Giorgio Napolitano è noto per l’estrema prudenza che lo contraddistingue nelle scelte politiche e anche nei nove anni di presidenza della repubblica ha esercitato in molte (troppe secondo i critici) occasioni questa virtù che gli deriva da una cultura politica costruita sul senso di responsabilità.
In rare occasioni ha rotto questo incantesimo e ha scelto un piglio radicale. Se non, come ha ricordato Stefano Anastasia su queste pagine (il manifesto, 7 gennaio 2015), sulla questione delle carceri e sul tema dell’Ospedale psichiatrico giudiziario.
Vale la pena ricordare le sue parole pronunciate il 28 luglio 2011 in un convegno del Partito Radicale: quella carceraria è “una questione di prepotente urgenza sul piano costituzionale e civile” che ha raggiunto “un punto critico insostenibile”, “una realtà che ci umilia in Europa e ci allarma, per la sofferenza quotidiana – fino all’impulso a togliersi la vita – di migliaia di esseri umani chiusi in carceri che definire sovraffollate è quasi un eufemismo, per non parlare dell’estremo orrore dei residui psichiatrici giudiziari, inconcepibile in qualsiasi paese appena appena civile”. Ribadiva la sua denuncia sottolineando “l’abisso che separa la realtà carceraria di oggi dal dettato costituzionale sulla funzione rieducatrice della pena e sui diritti e la dignità della persona. E’ una realtà non giustificabile in nome della sicurezza, che ne viene più insidiata che garantita”.
Quel documento costituì la spinta per una lettera aperta al Presidente della Repubblica, primo firmatario il prof. Andrea Pugiotto, in cui si chiedeva l’invio di un Messaggio alle Camere. Fu sottoscritta da 139 giuristi e da alcuni Garanti dei diritti dei detenuti e indirizzata al Quirinale il 3 luglio 2012. Finalmente l’8 ottobre 2013 l’appello fu raccolto. Una scelta meditata e sofferta, tenendo conto che è stata l’unica volta che è stato utilizzato l’art. 87 della Costituzione per sollecitare una assunzione di responsabilità da parte del Parlamento.
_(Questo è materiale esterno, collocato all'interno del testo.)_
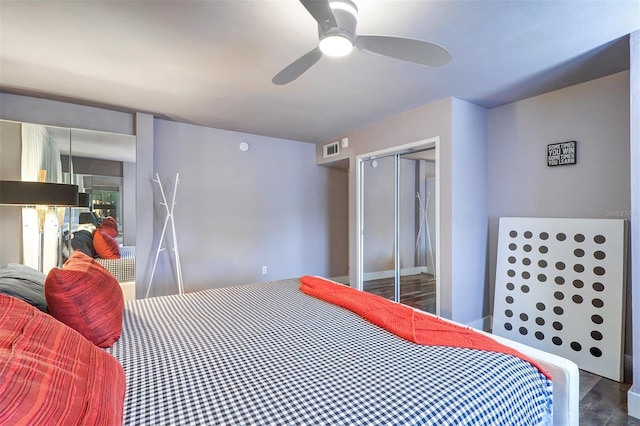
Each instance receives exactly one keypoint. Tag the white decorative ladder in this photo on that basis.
(169, 211)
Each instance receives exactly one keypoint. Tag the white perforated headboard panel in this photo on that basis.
(560, 288)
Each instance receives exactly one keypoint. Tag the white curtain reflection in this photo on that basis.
(40, 161)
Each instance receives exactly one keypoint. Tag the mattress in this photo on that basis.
(267, 354)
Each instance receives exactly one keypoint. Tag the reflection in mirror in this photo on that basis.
(102, 164)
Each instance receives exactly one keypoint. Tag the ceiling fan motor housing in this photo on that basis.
(346, 16)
La delusione per l’inadeguatezza della politica rispetto agli obiettivi di riforma della giustizia è sconfinata. Patrizio Gonnella, Luigi Manconi e chi scrive hanno inutilmente lanciato un appello per consentire al presidente Napolitano come ultimo atto del suo mandato la nomina del Garante nazionale dei diritti dei detenuti. Così non è stato, purtroppo.
Ma ora il timore è che la scelta del nuovo Presidente non sia all’altezza della crisi dello stato di diritto; una condizione che è resa drammaticamente emblematica anche dal fatto che migliaia di detenuti condannati dalle norme della legge incostituzionale Fini-Giovanardi stanno scontando una pena illegittima.
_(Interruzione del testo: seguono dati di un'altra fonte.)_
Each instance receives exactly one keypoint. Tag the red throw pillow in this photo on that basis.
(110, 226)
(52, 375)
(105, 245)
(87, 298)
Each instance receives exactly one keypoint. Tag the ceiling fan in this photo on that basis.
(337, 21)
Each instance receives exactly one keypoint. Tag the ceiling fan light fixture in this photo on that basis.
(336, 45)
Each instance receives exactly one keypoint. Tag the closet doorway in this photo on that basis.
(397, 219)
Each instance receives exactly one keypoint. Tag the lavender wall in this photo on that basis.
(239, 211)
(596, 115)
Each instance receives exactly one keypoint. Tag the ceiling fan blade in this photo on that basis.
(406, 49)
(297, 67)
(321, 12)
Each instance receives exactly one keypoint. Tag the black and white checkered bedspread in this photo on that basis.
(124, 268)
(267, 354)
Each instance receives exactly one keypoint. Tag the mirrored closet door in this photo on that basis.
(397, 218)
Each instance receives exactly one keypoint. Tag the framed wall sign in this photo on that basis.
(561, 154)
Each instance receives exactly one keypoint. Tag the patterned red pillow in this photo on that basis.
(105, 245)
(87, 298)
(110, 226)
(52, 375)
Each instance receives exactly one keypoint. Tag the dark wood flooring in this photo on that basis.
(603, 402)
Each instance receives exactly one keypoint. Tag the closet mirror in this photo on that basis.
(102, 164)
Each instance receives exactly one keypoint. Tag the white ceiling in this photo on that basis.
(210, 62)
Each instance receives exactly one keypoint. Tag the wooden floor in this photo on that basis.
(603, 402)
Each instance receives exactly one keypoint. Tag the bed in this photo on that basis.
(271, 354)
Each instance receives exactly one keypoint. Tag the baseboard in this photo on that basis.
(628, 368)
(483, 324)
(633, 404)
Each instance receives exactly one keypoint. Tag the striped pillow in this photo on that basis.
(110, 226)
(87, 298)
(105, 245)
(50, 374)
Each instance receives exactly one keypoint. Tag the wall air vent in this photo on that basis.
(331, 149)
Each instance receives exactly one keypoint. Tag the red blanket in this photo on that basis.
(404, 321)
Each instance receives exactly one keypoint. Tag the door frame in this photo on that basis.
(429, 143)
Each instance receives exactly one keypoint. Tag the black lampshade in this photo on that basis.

E’ davvero inquietante che si avanzi la candidatura di Paola Severino che da Ministro della Giustizia in Senato durante la discussione della legge anticorruzione non si peritò di tessere l’elogio di Alfredo Rocco, autore del codice del regime fascista, architrave dello stato etico. E’ ancora più grave un ministro della Repubblica ignori che Rocco concepì il regolamento carcerario del 1931 funzionale alla concezione della pena della dittatura. Questa presa di posizione allucinante non suscitò scandalo e sdegno per distrazione o non consapevolezza dei valori della Costituzione.
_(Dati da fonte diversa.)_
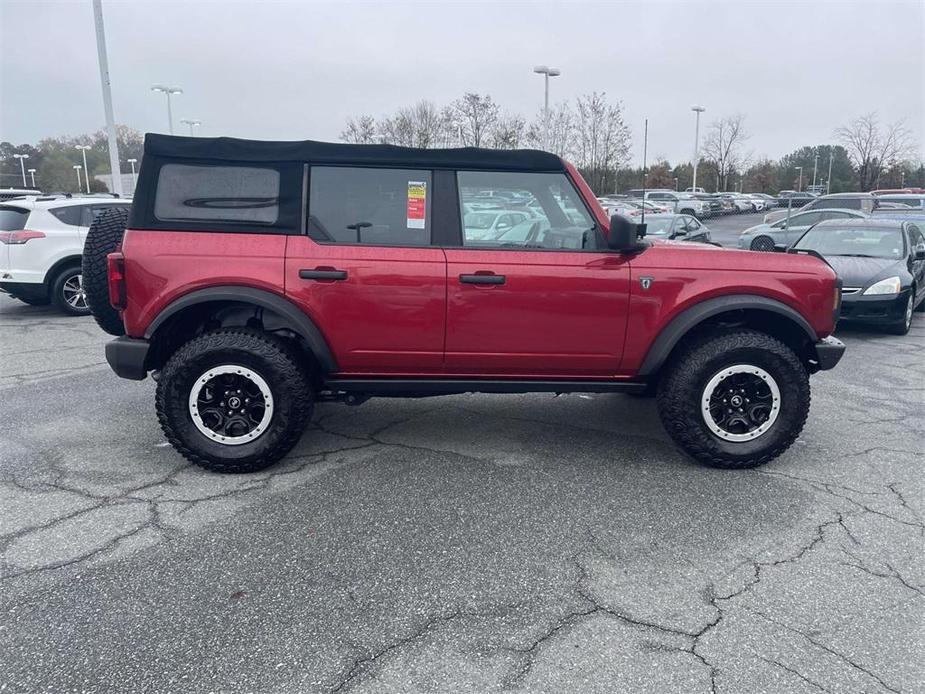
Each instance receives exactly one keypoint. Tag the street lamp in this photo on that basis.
(22, 166)
(191, 122)
(167, 91)
(547, 72)
(134, 175)
(83, 150)
(698, 110)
C’è bisogno che l’attenzione di Napolitano al carcere diventi una tradizione istituzionale della Presidenza della Repubblica. C’è bisogno di una personalità che non firmi leggi incostituzionali, che sia garantista e abbia come faro i diritti e la dignità dei cittadini, tutti, anche quelli privati della libertà. Esiste? Forse più di uno, a me non dispiacerebbe un ex presidente della Consulta che, addirittura, fuma la pipa come Pertini.